What does a retirement plan committee do?
A retirement plan committee is responsible for making operational and investment decisions for the company’s retirement plan in the best interest of the plan, its participants and beneficiaries. Specifically, the committee’s duties typically include:
- Evaluating the plan’s design and effectiveness
- Selecting outside consultants and vendors, such as third party administrators, recordkeepers and plan advisors
- Reviewing, monitoring and, when necessary, approving changes to the plan’s investment menu
- Reviewing and approving plan expenses
As such, committee members’ fiduciary responsibility is significant.
The retirement plan committee should review the charter each year to ensure it remains relevant to the committee’s membership and how it functions. A retirement committee charter generally details:
- How members are selected and defines their roles and responsibilities
- The committee’s purpose
- Membership requirements (such as term limits)
- How often the committee meets
Committee members don’t have to be financial or investing experts. Keep in mind, however, that they are plan fiduciaries, with rare exception.

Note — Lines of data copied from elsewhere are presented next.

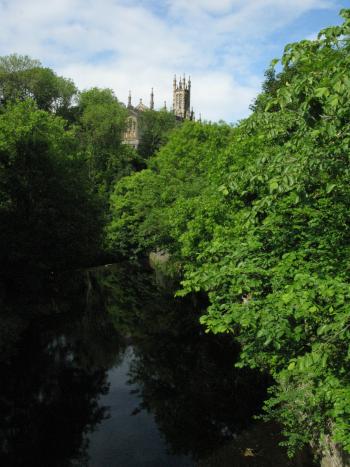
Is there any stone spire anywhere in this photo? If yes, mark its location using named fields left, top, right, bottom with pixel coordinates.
left=149, top=88, right=154, bottom=110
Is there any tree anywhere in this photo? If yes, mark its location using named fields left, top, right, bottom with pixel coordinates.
left=106, top=10, right=350, bottom=460
left=78, top=88, right=138, bottom=196
left=0, top=100, right=102, bottom=270
left=0, top=54, right=77, bottom=117
left=138, top=110, right=176, bottom=159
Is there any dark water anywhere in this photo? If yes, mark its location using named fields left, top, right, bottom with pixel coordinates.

Investment Policy Statement (IPS)
A primary duty of the committee includes selecting, managing and monitoring of the plan’s investments. The committee should carry out this process according to a specific investment philosophy and strategy outlined in the plan’s Investment Policy Statement (IPS), which typically includes:
- Guidelines and procedures for those assisting in the investment process, such as retirement plan advisors
- Criteria for fund and investment manager selection and procedures for replacements
- Benchmarks for measuring investment performance, such as changes in management, investment style, fees or expenses and assets under management
However, retirement plan committees must be cautious not to use the IPS as a “catch-all” for plan-related policies. This document is called an IPS because it should focus solely on the management and monitoring of the plan’s investments. Anything else potentially exposes the committee to unnecessary fiduciary risks and liabilities, because once included, fiduciaries must fulfill all the duties set forth in an IPS. Having to uphold those additional, unrelated promises could put the committee in worse shape than having no IPS at all. The committee should review the IPS on an ongoing basis, at least once a year, and revise it as necessary.

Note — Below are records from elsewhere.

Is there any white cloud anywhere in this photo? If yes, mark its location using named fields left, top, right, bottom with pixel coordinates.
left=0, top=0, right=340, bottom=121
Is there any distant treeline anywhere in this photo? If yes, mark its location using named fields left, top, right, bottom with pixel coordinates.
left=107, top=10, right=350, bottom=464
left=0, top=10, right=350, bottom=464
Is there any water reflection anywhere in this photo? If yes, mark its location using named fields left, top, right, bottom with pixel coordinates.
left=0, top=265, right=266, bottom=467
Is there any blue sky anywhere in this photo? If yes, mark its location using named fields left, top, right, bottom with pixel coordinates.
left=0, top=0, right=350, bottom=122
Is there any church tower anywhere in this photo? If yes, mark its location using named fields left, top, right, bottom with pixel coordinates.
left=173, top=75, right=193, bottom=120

The committee should also follow specific criteria for hiring plan service providers, and evaluate their fees and value each year. In short, the committee should determine if the fees are reasonable for the quality of service provided. In addition, the committee should carefully document its decision-making process regarding fee evaluations and the hiring and firing of service providers.

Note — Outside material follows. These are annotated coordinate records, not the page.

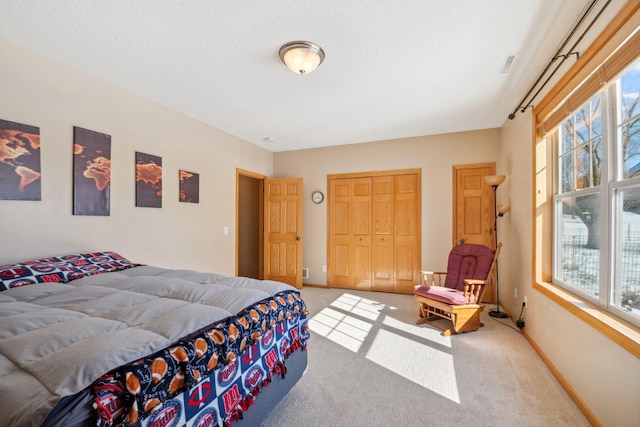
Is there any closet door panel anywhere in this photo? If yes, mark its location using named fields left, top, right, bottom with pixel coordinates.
left=394, top=174, right=420, bottom=294
left=371, top=176, right=394, bottom=292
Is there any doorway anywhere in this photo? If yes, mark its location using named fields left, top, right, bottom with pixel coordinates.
left=236, top=169, right=266, bottom=279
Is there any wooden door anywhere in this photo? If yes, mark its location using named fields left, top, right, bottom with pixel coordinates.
left=452, top=163, right=496, bottom=249
left=371, top=175, right=395, bottom=292
left=328, top=178, right=371, bottom=290
left=264, top=178, right=303, bottom=288
left=452, top=163, right=496, bottom=304
left=328, top=179, right=352, bottom=288
left=327, top=169, right=421, bottom=293
left=351, top=177, right=371, bottom=291
left=393, top=174, right=421, bottom=294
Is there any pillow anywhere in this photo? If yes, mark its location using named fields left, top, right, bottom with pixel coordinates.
left=0, top=252, right=142, bottom=291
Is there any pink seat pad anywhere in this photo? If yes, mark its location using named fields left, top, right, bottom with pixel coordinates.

Similarly, the retirement plan committee is responsible for regularly evaluating the plan’s investment fees. A retirement plan advisor can provide the committee with detailed documentation regarding the plan’s fees and expenses. Given the potential fiduciary risks, the committee should ensure that the advisor provides comprehensive information related to investment fees, as well as relevant disclosures concerning revenue sharing and other fees.
Retirement Plan Goals
Annually, retirement plan committee reviews may reveal whether or not a plan is performing in line with its goals. Retirement plan goals should align with corporate objectives. As such, the committee should seek to determine if the plan meets expectations regarding:
- Providing employees a benefit to help them plan to retire confidently and with dignity
- Helping employers meet plan objectives
- Recruiting and retaining top talent
- Ease of administration
- Fostering employee engagement and participation
- Encouraging healthy savings rates
If the plan falls short in any area, the committee may elect to change the plan or its design to work towards achieving these goals.
By reviewing the plan regularly, a retirement plan committee can keep tabs on plan and investment performance and relevant fees, while making adjustments as necessary. A well-informed retirement plan advisor can help the committee stay apprised of the latest and greatest offerings available and assist in making critical decisions about which features and services may benefit the plan and its participants at a reasonable cost.
This information was developed as a general guide to educate plan sponsors, but is not intended as authoritative guidance or tax or legal advice. Each plan has unique requirements, and you should consult your attorney or tax advisor for guidance on your specific situation. In no way does advisor assure that, by using the information provided, plan sponsor will be in compliance with ERISA regulations.